The train station at Rainwater Ridge was no more than a glorified pine-studded lean-to, with a single cracked and spider-webbed window and an opening for a door but no door to fill the space. A narrow jump separated this wreck of nail and board from the railroad track. The channeled wind was fierce as it fought its way through the gaps in rock and tree, and the faces of the few folk hanging about, along with the runted trees, evidenced the blunt force of its chisel.
Lou and Oz watched as their mother was loaded into an ancient ambulance. As the nurse climbed into the vehicle, she scowled back at her charges, the confrontation of the day before obviously still rankling her.
When the doors of the vehicle closed, Lou pulled the quartz necklace from her coat pocket and handed it to Oz.

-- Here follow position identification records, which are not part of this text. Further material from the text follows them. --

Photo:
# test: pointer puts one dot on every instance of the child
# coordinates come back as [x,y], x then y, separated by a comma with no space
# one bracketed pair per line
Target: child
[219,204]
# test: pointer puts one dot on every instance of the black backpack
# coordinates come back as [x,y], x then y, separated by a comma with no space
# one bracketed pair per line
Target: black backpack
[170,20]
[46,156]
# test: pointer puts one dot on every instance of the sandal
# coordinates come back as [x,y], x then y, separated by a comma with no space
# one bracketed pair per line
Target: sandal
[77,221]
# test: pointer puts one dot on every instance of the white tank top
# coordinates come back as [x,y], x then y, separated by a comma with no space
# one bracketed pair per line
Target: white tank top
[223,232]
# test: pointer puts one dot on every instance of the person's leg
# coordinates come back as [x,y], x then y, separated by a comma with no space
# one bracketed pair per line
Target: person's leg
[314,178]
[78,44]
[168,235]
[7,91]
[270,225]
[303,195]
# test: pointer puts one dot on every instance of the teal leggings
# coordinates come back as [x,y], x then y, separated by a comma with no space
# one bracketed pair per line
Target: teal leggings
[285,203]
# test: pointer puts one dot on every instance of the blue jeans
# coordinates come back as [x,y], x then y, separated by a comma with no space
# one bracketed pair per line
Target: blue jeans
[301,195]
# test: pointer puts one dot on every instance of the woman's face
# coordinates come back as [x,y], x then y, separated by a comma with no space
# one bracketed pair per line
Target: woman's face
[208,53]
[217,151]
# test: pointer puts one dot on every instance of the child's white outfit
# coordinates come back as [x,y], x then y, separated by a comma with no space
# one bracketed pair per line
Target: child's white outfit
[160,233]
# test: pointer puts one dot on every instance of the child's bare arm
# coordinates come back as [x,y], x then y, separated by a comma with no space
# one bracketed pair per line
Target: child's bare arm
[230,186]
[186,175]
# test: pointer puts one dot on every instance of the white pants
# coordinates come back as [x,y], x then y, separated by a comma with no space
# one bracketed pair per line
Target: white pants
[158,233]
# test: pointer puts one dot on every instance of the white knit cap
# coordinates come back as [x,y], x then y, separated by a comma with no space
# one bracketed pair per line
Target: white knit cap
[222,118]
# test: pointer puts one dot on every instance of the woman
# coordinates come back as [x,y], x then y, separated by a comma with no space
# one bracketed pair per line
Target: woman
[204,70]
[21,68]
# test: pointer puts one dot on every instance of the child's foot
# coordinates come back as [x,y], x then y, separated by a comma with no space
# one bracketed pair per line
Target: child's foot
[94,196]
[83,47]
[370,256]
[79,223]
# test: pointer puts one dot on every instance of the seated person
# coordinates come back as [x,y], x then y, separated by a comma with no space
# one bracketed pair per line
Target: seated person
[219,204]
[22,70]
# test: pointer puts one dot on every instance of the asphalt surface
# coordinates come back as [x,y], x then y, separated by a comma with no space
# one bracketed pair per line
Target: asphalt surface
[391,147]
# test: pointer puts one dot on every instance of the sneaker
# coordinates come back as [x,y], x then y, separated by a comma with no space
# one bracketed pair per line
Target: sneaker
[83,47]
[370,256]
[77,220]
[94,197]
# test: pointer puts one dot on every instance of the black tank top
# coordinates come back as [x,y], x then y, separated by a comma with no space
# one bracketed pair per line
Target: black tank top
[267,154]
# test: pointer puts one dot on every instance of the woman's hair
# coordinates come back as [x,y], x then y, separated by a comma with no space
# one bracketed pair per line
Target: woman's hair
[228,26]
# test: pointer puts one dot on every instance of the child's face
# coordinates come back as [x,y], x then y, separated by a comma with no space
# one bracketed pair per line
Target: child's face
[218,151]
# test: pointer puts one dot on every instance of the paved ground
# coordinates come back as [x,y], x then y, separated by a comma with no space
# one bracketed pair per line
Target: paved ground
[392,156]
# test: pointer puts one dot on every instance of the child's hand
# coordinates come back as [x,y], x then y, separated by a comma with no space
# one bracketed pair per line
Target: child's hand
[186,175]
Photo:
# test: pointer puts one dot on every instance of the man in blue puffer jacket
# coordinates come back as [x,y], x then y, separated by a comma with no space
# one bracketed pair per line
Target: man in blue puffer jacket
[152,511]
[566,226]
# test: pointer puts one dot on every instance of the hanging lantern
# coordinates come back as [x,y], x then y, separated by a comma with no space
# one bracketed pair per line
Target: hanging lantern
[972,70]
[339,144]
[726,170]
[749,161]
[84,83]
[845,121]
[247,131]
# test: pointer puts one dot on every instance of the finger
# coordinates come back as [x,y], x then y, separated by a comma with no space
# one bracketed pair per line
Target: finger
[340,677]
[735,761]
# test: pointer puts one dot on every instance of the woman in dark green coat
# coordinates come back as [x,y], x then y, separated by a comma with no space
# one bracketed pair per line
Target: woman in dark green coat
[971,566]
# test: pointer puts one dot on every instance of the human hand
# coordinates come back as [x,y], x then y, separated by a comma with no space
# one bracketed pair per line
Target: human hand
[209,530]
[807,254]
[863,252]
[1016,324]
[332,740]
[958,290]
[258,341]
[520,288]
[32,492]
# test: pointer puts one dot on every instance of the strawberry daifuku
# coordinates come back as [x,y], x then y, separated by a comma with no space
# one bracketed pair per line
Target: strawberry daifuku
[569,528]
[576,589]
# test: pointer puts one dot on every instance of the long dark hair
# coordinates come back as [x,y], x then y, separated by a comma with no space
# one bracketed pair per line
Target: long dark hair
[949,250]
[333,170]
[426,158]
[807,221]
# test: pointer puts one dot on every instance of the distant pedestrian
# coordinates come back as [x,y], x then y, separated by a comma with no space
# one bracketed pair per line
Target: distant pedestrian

“I slipped into her room before she got up. It was still in her pocket.”
Oz smiled, pocketed the precious item, and then reached on tiptoe to give his sister a kiss on the cheek. The two stood next to their luggage, patiently awaiting Louisa Mae Cardinal.
Their skin was scrubbed raw, each hair on their heads assiduously brushed—Lou had taken extra time with Oz. They were dressed in their very best clothes, which managed barely to conceal their pounding hearts. They had been there for a minute when they sensed someone behind them.
The Negro man was young and, in keeping with the geography, ruggedly built. He was tall and wide of shoulder, deep-chested, with arms like slabs of ham, a waist not small but not soft either, and legs long but one oddly pushed out where calf met knee. His skin was the color of deep rust and pleasing to the eye. He was looking down at his feet, which necessarily drew Lou’s gaze to them. His old work boots were so big a newborn could have slept in them with some room to spare, the girl observed. His overalls were as worn as the shoes, but they were clean, or as clean as the dirt and wind would allow anything to be up here. Lou held out her hand, but he did not take it.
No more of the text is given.